Hebrew Word: Religion
There is no Hebrew word for religion. The concept of “religion” is a Greco-Roman dualism that divides a social life into religious and secular. However, this form of dualism is foreign to the Torah, which instead sees all aspects of life as one and the same: a righteous life.
The word “religion” is actually the Latin word “religione”, which is of obscure etymology. The Latin term religio is first recorded in the 1 BC, in Classical Latin at the rise of the Roman Empire, notably by Cicero, and used in the sense of “scrupulous or strict observance of the traditional cultus”.
Religio among the Romans was not based on “faith”, but on knowledge, including and especially correct practice.
Julius Caesar used religio to mean “obligation of an oath” when discussing captured soldiers making an oath to their captors. In that sense, religio means bondage to the slave-masters.
The Roman naturalist Pliny the Elder, used the term religio to describe supposed veneration of the sun and the moon. Hence, religio (plural religiones) was the pious practice of Rome’s traditional cults.
But the Latin religio perhaps comes from the unattested verb religo (to observe, to venerate) plus –io, wherein the suffix –io is added to a verb to create a feminine abstract noun.
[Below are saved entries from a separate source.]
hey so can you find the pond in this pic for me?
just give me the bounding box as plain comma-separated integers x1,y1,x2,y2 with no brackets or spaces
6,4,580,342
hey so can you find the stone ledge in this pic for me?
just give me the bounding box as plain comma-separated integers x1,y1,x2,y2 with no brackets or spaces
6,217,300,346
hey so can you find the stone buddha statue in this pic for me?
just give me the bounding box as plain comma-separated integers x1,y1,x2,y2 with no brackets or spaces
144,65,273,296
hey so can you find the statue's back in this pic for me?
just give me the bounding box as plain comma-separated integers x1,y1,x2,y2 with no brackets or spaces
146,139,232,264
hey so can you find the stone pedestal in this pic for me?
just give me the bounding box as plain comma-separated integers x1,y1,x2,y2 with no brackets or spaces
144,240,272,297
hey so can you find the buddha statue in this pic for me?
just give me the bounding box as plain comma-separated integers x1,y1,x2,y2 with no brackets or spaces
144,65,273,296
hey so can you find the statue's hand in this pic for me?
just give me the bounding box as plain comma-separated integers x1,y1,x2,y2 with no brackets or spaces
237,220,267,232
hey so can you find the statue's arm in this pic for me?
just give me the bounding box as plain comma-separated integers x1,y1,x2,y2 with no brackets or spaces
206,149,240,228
Another explanation of the etymology of the Latin word religione is that it may derive from re- (again, back) + ligio (servile); ligio means in Latin “submissive, loyal, servile”; all attributes to a vassal. Hence, religione means “submissive service”, and within the system of beliefs of the Roman culture, the term religio or religione originally meant an obligation to the authority or to the gods.
Therefore, when the Emperor Constantine told the Romans that he had a new religion for them, they knew exactly what he meant: “back to the bondage”. Read more in TORM Q&A: Why was Christianity accepted so easily in Rome?
The word religion does not appear in the Hebrew Scripture, except in the Apostolic Writings. The only two occurrences of “religion” (Jas 1:26-27) is found only in the translation of Apostle Ya’akov’s letter, as we read thus from King James’ version of the Bible,
Pure religion and undefiled before God and the Father is this, to visit the fatherless and widows in their affliction, and to keep himself unspotted from the world. (Jas 1:27 KJV)
The modern Hebrew language uses the ancient Hebrew word דָּת dat for the concept of “religion”, but this Biblical Hebrew word originally meant a royal edict, statute, decree, and law. The Hebrew modern word דָּת dat, religion, is not to be confused with a similar Hebrew word דַּעַת da’at, which means “knowledge”.
The only occurrence of דָּת dat in the Torah is in Deuteronomy in the blessing with which Mosheh the man of Elohim blessed Israel before his death. And he said,
Yehovah came from Sinai, and rose from Se’ir for them. He shone forth from Mount Paran, and came with ten thousands of set-apart ones – at His right hand a law of fire for them. (Deu 33:1-2)
Here the word in question is אֶשְׁדָּת eshdat, a compound word from אֵשׁ esh “fire” and דָּת dat “law”, translated as “a law of fire” or “fiery law“.
All other occurrences of the Hebrew דָּת dat are in the exilic writings of Daniel, Esther, and Ezra, wherein it is rendered as “decree”, “law”, or “order”, but never “religion”. A derivative of דָּת dat is דְּתָבָר dethabar, which is of Persian origin, meaning one skilled in law; a judge, counsellor.
So, what Hebrew word the apostle used in his letter, which KJV translators rendered “religion”?
Most likely it is the Hebrew word עֲבוֹדָה avodah meaning “bond service” or “slavery”—all depends on whom is served. Those who adhere to the laws of the Creator are His bond servants and serve Him.
If this is correct, then we read the verse anew,
Pure service and undefiled before Elohim and the Father is this, to visit the fatherless and widows in their affliction, and to keep himself unspotted from the world. (Jas 1:27)
This translation is faithful to Ya’akov’s teaching in his epistle. My brothers, what use is it for anyone to say he has faith but does not have works? This faith is unable to save him. (Jas 2:14) … But someone might say, “You have belief, and I have works”. Show me your faith without your works, and I shall show you my faith by my works. (Jas 2:18), and he concludes that the faith without the works is dead. (Jas 2:20)
What works Ya’akov is talking about? The works in the Torah, as he reiterated the Torah of YHVH. If a brother or sister is naked and in need of daily food, but we do not give them the bodily needs, what use is it? If faith does not have works, it is dead (Jas 2:15-18).
Providing for the needs of the poor, widow, orphan is the essence of the Torah; by doing this we serve YHVH Elohim (see Deu 15:7, Deu 15:11, Deu 24:14-15).
And you shall guard My laws and My ordinances, which a man does and lives by them. I am Yehovah. (Lev 18:5)
And you shall love your neighbor as yourself. I am Yehovah. (Lev 19:18)
The rest of the Torah is a commentary.
May we merit seeing the coming of our Mashiach speedily in our days.